For pure combinatorial logic, the tools will tell you the maximum pad-to-pad delay; that is, how much time a signal takes to get from the input pad, through all the logic, and back to the output pad. The problem with such logic is that it has no concept of the past. It cannot remember whether the light was on or off. You could probably design your own feedback elements (e.g. SR latch), perhaps even using the set/resets of the integrated flip flops, but at this point you're starting to become sequential logic, so you might as well just take the plunge and get everything clocked reliably.
Best Answer
Synthesis is highly dependent on the platform you're using and usually needs to be done by tools created by Altera, Xilinx, etc. Nothing open source exists (AFAIK) because this is so custom and requires a lot of effort to obtain optimal and correct results. Therefore, there's little incentive to do open source. Also, because of the IP, these companies don't share information about their chip internals, which prevents others from using them without going through the manufacturers.

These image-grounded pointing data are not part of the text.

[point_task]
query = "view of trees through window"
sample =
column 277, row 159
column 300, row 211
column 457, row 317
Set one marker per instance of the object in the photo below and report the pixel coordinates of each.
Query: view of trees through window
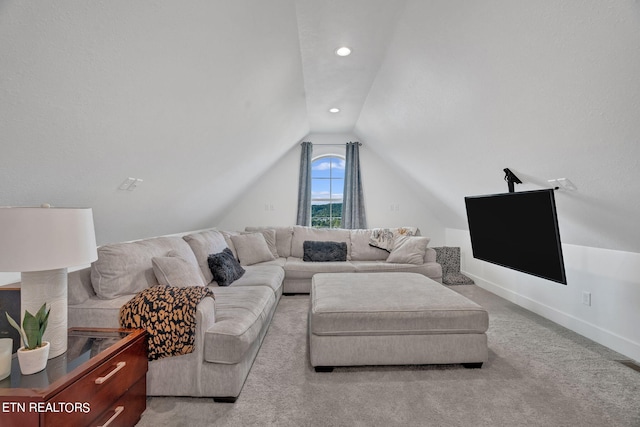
column 327, row 185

By the way, Altera and Xilinx (perhaps others) provide free versions of their tools with some features missing you can use (which is another reason no one seems to do anything open source). They're good enough for many projects.
So, to summarize, do you think anyone would spend time, for no money, to create something that is difficult, with little information, when the manufacturer already provides some of it for free? Take a look at the open source BIOS for PCs. Hasn't gone very far for these same reasons.